List of articles classifying the ALL/AML dataset

The ID assigned to the article here persists throughout the study. The 5 articles we analyzed are italicized.

ID Title Year
1 Molecular classification of cancer: class discovery and class prediction by gene expression monitoring 1999/10/15
2 Class Prediction and Discovery Using Gene Expression Data 2000
3 Tissue Classification with Gene Expression Profiles 2000/08/01
4 Support vector machine classification and validation of cancer tissue samples using microarray expression data 2000/10/01
5 Identifying marker genes in transcription profiling data using a mixture of feature relevance experts 2001/03/08
6 Classification of Acute Leukemia Based on DNA Microarray Gene Expressions Using Partial Least Squares 2002
7 Gene Selection for Cancer Classification using Support Vector Machines 2002/01/01
8 Tumor classification by partial least squares using microarray gene expression data 2002/01/01
9 Comparison of Discrimination Methods for the Classification of Tumors Using Gene Expression Data 2002/03/01
10 Ensemble machine learning on gene expression data for cancer classification 2003
11 Effective dimension reduction methods for tumor classification using gene expression data 2003/03/22
12 PCA disjoint models for multiclass cancer analysis using gene expression data 2003/03/22
13 Spectral Biclustering of Microarray Data: Coclustering Genes and Conditions 2003/04/01
14 Boosting for tumor classification with gene expression data 2003/06/12
15 Classification of multiple cancer types by multicategory support vector machines using gene expression data 2003/06/12
16 Optimization models for cancer classification: extracting gene interaction information from microarray expression data 2004/03/22
17 Classification of gene microarrays by penalized logistic regression 2004/07
18 A comparative study of feature selection and multiclass classification methods for tissue classification based on gene expression 2004/10/12
19 A comprehensive evaluation of multicategory classification methods for microarray gene expression cancer diagnosis 2005/03/01
20 An extensive comparison of recent classification tools applied to microarray data 2005/04/01
21 Simple decision rules for classifying human cancers from gene expression profiles 2005/10/15
22 Gene selection and classification of microarray data using random forest 2006
23 Gene Selection Using Rough Set Theory 2006/07/24
24 Independent component analysis-based penalized discriminant method for tumor classification using gene expression data 2006/08/01
25 Gene selection for classification of microarray data based on the Bayes error 2007
26 Logistic regression for disease classification using microarray data: model selection in a large p and small n case 2007/08/01
27 A sequential feature extraction approach for naïve bayes classification of microarray data 2009/08
28 Optimization Based Tumor Classification from Microarray Gene Expression Data_ 2011/02/04
29 Acute Leukemia Classification using Bayesian Networks 2012/10
30 A novel approach to select significant genes of leukemia cancer data using K-Means clustering 2013/02

Description of the ALL/AML Dataset

  • There are two datasets presented in the paper 1 (Golub et al), training data and test data. The training data consists of 38 bone marrow samples (27 ALL, 11 AML) obtained from acute leukemia patients at the time of diagnosis. There are 7129 probes in the experiment for 6817 genes, i.e. there are 7129 gene expressions for 6817 genes in the dataset. The test data is an independent collection of 34 leukemia samples with 24 bone marrow and 10 peripheral blood samples. 20 of them are ALL samples and the rest are AML samples. More details about the dataset could be found in the paper 1 or in this linked discription golubEsets.

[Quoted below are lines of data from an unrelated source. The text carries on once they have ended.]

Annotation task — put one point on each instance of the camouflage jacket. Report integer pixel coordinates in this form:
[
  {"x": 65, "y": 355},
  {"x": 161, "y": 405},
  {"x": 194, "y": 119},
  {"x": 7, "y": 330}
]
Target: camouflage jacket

  • Since the range of the gene expression in the dataset is large and there are lots of negative gene expression values, usually several transformation would be done before building the classifier. In paper 2, they manually restricted the value to above some positive threshold and did a log transformation after that. Paper 9 proposed a transformation procedure (ceiling and floor thresholding and a log transformation), which is widely used by researchers afterwards. They did three preprocessing steps: thresholding, filtering and base 10 logarithmic transformation and then reduced the whole training and test dataset to have only 3571 predictors.(dataset) However, after preprocessing use the procedure, we will left with 3051 predictors and that resulting dataset is available at library/package.

  • Since the dataset has more predictors than observations, the focus of research on the dataset is not just finding an effective classifier but also the feature selection criterion. In the original paper 1, they use correlation to select 50 genes for the classifier training step.